Surface Argon Plasma Treatment Enabled Broadband Optoelectronic Synapses Based on Large-Scale Epitaxial GaSe/GaN Heterojunctions

Creating and tuning charge trapping states by introducing atomic-scale defects are crucial for the optoelectronic synapses that parallelize sensing, processing, and memorizing of optical signals in a single device, which is essential for bioinspired neuromorphic computing. Herein, a mild Ar-plasma treatment approach to enable synaptic behavior in 2D semiconductor devices has been proposed and demonstrated in large-scale epitaxial GaSe/GaN heterostructures.

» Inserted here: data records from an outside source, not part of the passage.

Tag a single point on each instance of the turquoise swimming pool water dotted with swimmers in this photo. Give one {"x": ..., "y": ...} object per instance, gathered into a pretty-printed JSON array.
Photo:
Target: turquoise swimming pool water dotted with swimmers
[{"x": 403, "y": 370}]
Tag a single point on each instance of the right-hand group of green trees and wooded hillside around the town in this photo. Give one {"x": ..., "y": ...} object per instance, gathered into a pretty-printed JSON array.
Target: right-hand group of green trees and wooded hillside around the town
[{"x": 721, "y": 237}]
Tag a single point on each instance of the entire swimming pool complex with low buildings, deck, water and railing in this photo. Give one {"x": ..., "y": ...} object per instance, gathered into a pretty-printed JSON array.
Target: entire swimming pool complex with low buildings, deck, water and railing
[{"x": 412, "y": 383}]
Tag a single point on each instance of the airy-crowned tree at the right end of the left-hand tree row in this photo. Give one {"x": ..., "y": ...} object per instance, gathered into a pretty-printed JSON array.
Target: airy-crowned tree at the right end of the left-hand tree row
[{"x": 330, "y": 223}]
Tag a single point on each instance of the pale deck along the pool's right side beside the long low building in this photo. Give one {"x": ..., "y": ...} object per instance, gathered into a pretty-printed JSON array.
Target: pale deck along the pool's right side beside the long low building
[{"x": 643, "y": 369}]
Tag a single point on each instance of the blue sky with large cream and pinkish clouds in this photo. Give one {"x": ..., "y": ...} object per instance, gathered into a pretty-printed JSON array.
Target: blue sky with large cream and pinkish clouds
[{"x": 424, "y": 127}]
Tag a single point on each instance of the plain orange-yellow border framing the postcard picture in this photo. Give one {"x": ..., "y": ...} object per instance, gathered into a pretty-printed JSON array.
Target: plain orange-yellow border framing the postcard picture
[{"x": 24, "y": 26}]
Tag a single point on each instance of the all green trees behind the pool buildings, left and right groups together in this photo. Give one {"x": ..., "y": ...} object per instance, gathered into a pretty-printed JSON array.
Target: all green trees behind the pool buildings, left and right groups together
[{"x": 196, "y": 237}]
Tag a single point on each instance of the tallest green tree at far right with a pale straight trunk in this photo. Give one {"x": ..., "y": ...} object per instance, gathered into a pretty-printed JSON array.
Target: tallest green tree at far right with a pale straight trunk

The GaSe films were epitaxially grown on a GaN substrate by physical vapor deposition in an ultrahigh vacuum environment, while the devices were fabricated in situ using a shadow mask-assisted electrode deposition technique. A tailored mild Ar-plasma treatment on the GaSe films has been employed to create atomic-scale defects, which provide charge trapping states in the band gap without making morphological damage, as confirmed by the Raman spectra, scanning electron microscopy, and photoluminescence characterizations. Optoelectronic transport measurement under pulsed illumination of varying wavelengths reveals broadband photoresponse and significantly prolonged response time (×103) that give rise to the superior performance of the synaptic devices. This has been proven by the simulation of classic synaptic behaviors of adaptive pain perception and associative learning. Our work provides an efficient approach to facilitate optoelectronic synaptic behaviors in 2D semiconductor devices.